MPs have called for carbon emissions to be considered when it comes to house building.
A report released this week by the Environmental Audit Committee (EAC) warns that to date there has been a lack of government impetus or policy levers to assess and reduce emissions from the building of residential and commercial buildings.
It claims that the UK’s built environment is responsible for 25% of the UK’s greenhouse gas emissions.
To reduce the levels of CO2 in construction, for instance when using cement and steel, the EAC recommends that the government introduce a mandatory requirement for whole-life carbon assessments for buildings.
This requirement should be fully incorporated into building regulations and the planning system, the EAC’s report said.
Such an assessment would calculate the emissions from the construction, maintenance and demolition of a building and from the energy used in its day-to-day operation.
Once these assessments are in place, the government should develop carbon targets for buildings to align with the UK’s net-zero goals, according to the report.
It suggests that a clear timeframe for introducing whole-life carbon assessments and targets should be set by the government by the end of 2022 at the latest and introduced no later than December 2023.
The committee is also concerned that reforms to permitted development rights appear to have created an incentive for demolition and new-build over retrofit.
Where retrofit is not possible, the EAC recommends efficient and more effective use of low-carbon building materials.
“Ministers must address this urgently. Promising steps are being taken: for instance, the Levelling-Up, Housing and Communities Secretary of State recently paused the demolition and retrofit of Marks and Spencer on Oxford Street on environmental grounds.

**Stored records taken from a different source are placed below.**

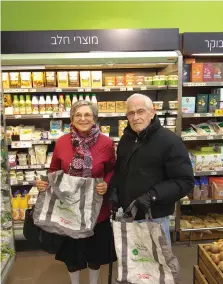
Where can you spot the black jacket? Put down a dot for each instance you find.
(157, 161)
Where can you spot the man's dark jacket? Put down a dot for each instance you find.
(154, 161)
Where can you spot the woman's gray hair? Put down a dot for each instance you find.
(79, 104)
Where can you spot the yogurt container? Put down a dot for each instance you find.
(171, 121)
(171, 128)
(173, 104)
(158, 105)
(172, 80)
(162, 120)
(159, 80)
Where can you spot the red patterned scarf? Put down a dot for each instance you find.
(81, 164)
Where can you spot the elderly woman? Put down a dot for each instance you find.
(85, 152)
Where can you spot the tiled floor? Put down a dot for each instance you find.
(37, 267)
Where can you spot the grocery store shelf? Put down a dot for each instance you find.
(89, 90)
(194, 202)
(201, 229)
(6, 268)
(203, 84)
(204, 138)
(191, 115)
(30, 167)
(208, 173)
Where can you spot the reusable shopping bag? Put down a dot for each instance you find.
(69, 207)
(144, 256)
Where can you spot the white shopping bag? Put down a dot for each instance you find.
(69, 207)
(143, 253)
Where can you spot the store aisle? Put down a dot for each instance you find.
(37, 267)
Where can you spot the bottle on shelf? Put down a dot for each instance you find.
(87, 98)
(22, 107)
(15, 206)
(23, 205)
(15, 105)
(49, 109)
(81, 97)
(42, 105)
(28, 105)
(61, 103)
(35, 105)
(67, 103)
(94, 100)
(55, 104)
(74, 100)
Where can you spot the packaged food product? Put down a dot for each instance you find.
(171, 121)
(208, 72)
(188, 104)
(14, 79)
(85, 78)
(5, 80)
(158, 105)
(213, 102)
(40, 151)
(202, 103)
(120, 81)
(218, 72)
(186, 73)
(106, 130)
(109, 81)
(110, 107)
(50, 79)
(120, 106)
(7, 100)
(102, 106)
(73, 79)
(38, 79)
(173, 104)
(197, 72)
(12, 159)
(26, 79)
(62, 79)
(148, 80)
(172, 80)
(130, 79)
(197, 191)
(216, 187)
(139, 81)
(159, 80)
(204, 188)
(96, 79)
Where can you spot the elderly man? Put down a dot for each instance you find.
(153, 166)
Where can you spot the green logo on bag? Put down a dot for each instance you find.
(136, 257)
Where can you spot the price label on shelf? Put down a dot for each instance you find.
(210, 137)
(219, 112)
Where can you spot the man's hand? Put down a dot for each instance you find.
(101, 188)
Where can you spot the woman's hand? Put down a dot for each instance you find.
(41, 185)
(101, 188)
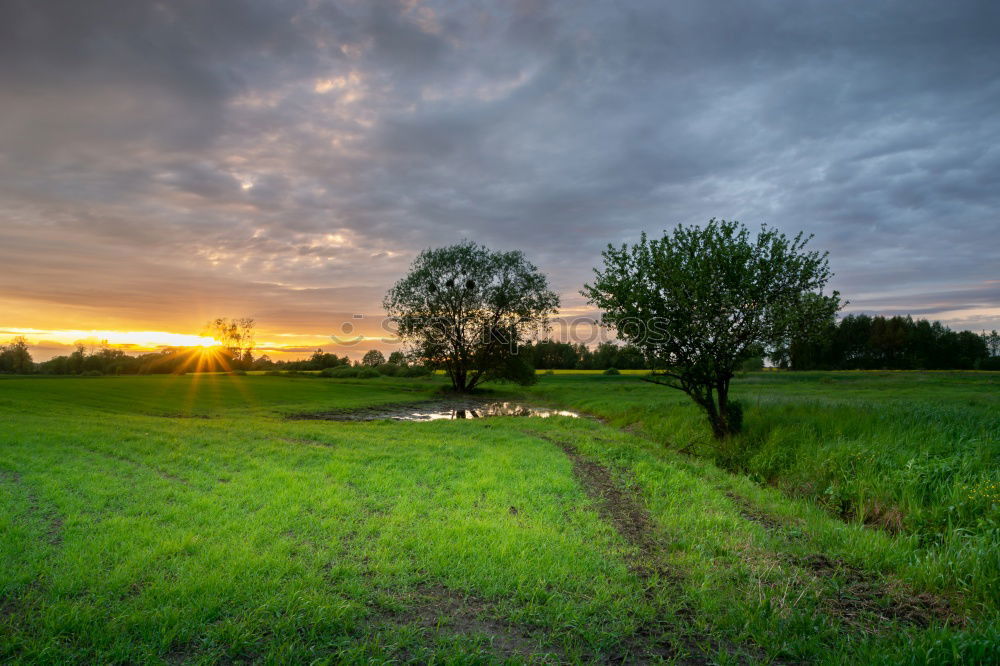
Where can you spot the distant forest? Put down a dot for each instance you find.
(856, 342)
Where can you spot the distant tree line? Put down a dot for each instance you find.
(864, 342)
(554, 355)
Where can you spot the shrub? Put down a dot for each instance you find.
(340, 372)
(415, 371)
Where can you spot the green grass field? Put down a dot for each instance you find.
(186, 519)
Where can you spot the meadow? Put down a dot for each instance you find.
(176, 519)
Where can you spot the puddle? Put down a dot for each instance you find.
(437, 410)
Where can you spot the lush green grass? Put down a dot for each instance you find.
(132, 532)
(916, 454)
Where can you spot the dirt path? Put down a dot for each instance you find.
(666, 638)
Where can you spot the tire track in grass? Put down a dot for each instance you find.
(860, 599)
(53, 534)
(623, 510)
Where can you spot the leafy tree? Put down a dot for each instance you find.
(236, 335)
(14, 357)
(465, 308)
(698, 299)
(372, 358)
(992, 340)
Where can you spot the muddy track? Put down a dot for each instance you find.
(624, 511)
(441, 610)
(862, 599)
(53, 534)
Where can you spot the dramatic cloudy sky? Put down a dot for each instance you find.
(165, 162)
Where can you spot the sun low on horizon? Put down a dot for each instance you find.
(170, 165)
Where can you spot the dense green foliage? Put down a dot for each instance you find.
(466, 308)
(132, 532)
(15, 358)
(863, 342)
(372, 358)
(698, 300)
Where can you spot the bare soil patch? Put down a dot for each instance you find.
(440, 609)
(864, 595)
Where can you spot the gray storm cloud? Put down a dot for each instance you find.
(164, 160)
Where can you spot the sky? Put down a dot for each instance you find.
(165, 163)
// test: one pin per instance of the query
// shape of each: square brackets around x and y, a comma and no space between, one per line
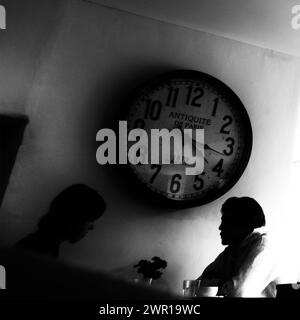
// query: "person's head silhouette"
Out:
[72,213]
[240,216]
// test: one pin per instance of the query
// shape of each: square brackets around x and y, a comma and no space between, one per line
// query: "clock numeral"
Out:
[198,182]
[157,169]
[219,167]
[175,183]
[229,146]
[139,124]
[153,109]
[172,97]
[228,122]
[216,102]
[193,101]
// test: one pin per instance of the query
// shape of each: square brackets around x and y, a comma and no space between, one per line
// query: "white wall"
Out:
[92,58]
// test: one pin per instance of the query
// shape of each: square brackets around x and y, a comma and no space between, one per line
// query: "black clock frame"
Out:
[222,88]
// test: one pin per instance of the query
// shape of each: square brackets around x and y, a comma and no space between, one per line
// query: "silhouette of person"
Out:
[70,217]
[246,267]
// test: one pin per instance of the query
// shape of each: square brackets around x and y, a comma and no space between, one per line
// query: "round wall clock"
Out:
[193,100]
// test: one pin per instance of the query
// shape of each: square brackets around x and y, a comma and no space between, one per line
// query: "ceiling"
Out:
[265,23]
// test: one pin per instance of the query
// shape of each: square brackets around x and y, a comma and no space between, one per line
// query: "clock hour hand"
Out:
[194,144]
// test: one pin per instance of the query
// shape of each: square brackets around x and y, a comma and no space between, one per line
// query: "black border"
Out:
[224,90]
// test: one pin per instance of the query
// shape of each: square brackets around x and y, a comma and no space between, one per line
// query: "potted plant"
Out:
[150,269]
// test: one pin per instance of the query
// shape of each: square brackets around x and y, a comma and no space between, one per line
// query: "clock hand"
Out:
[194,143]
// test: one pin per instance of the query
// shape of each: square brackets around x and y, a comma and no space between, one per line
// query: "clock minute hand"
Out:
[207,147]
[194,142]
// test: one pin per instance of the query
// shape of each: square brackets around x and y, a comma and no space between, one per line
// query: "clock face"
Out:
[193,100]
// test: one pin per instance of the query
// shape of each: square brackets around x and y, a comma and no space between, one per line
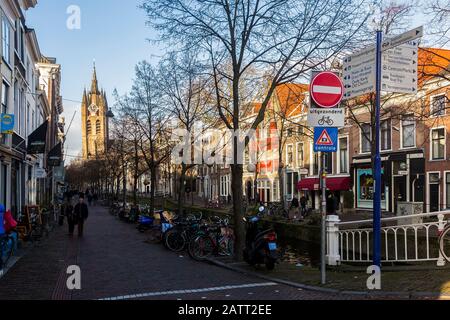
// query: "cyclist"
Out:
[303,204]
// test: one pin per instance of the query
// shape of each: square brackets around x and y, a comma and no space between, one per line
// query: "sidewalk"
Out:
[402,282]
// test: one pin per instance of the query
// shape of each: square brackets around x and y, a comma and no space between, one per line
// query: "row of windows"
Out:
[97,127]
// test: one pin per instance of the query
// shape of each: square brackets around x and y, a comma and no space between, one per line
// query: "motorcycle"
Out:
[260,245]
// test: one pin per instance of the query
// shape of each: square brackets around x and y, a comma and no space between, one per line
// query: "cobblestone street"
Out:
[117,263]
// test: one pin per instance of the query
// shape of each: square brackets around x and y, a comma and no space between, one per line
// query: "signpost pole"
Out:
[377,159]
[324,215]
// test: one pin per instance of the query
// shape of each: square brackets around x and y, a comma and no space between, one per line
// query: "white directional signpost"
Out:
[400,69]
[359,73]
[390,66]
[327,91]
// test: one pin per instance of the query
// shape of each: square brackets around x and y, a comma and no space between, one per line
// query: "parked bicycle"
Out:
[444,243]
[216,239]
[177,238]
[326,120]
[7,245]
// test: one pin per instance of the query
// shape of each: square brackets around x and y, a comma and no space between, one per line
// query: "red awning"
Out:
[333,184]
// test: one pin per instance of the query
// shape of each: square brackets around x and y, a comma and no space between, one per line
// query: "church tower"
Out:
[94,109]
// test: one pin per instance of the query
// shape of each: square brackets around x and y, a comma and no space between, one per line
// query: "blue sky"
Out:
[113,32]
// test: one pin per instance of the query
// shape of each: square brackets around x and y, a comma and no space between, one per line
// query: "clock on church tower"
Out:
[94,122]
[93,110]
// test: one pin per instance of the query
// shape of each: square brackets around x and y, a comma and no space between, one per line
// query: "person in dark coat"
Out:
[81,213]
[68,213]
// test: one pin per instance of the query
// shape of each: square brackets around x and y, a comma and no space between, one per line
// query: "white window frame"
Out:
[431,143]
[428,189]
[300,164]
[432,115]
[338,155]
[402,147]
[361,138]
[287,155]
[6,23]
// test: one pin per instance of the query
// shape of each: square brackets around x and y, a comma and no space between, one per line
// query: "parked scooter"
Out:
[260,245]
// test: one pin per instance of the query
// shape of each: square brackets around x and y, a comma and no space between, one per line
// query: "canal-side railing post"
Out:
[441,261]
[333,257]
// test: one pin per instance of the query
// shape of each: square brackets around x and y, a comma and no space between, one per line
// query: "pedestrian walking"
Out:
[303,205]
[294,208]
[69,214]
[81,213]
[90,197]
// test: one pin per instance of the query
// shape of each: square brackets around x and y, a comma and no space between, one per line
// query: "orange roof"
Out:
[291,97]
[432,62]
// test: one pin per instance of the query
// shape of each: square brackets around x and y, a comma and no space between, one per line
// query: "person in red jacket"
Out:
[9,223]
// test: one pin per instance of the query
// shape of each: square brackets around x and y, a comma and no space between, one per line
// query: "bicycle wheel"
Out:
[444,244]
[226,245]
[5,252]
[201,247]
[174,240]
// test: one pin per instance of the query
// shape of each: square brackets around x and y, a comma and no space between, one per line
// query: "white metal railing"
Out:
[404,242]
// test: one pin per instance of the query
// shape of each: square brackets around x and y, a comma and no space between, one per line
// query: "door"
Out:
[434,181]
[399,190]
[434,198]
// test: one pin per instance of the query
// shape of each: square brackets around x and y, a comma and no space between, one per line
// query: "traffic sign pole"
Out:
[324,217]
[377,160]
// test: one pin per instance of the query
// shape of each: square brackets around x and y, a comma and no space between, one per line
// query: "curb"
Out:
[365,294]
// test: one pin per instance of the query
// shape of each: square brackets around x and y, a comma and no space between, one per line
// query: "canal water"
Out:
[300,253]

“But much more needs to be done, and baseline standards for action need to be established.
“Mandatory whole-life carbon assessments and targets to crack down on embodied carbon, provide part of the answer.
“Constructors and developers can then determine which low-carbon materials, such as timber and recycled steel, they can use.
“As in many other areas in the drive to net zero, the UK must have the green skills to make its low carbon future a reality.”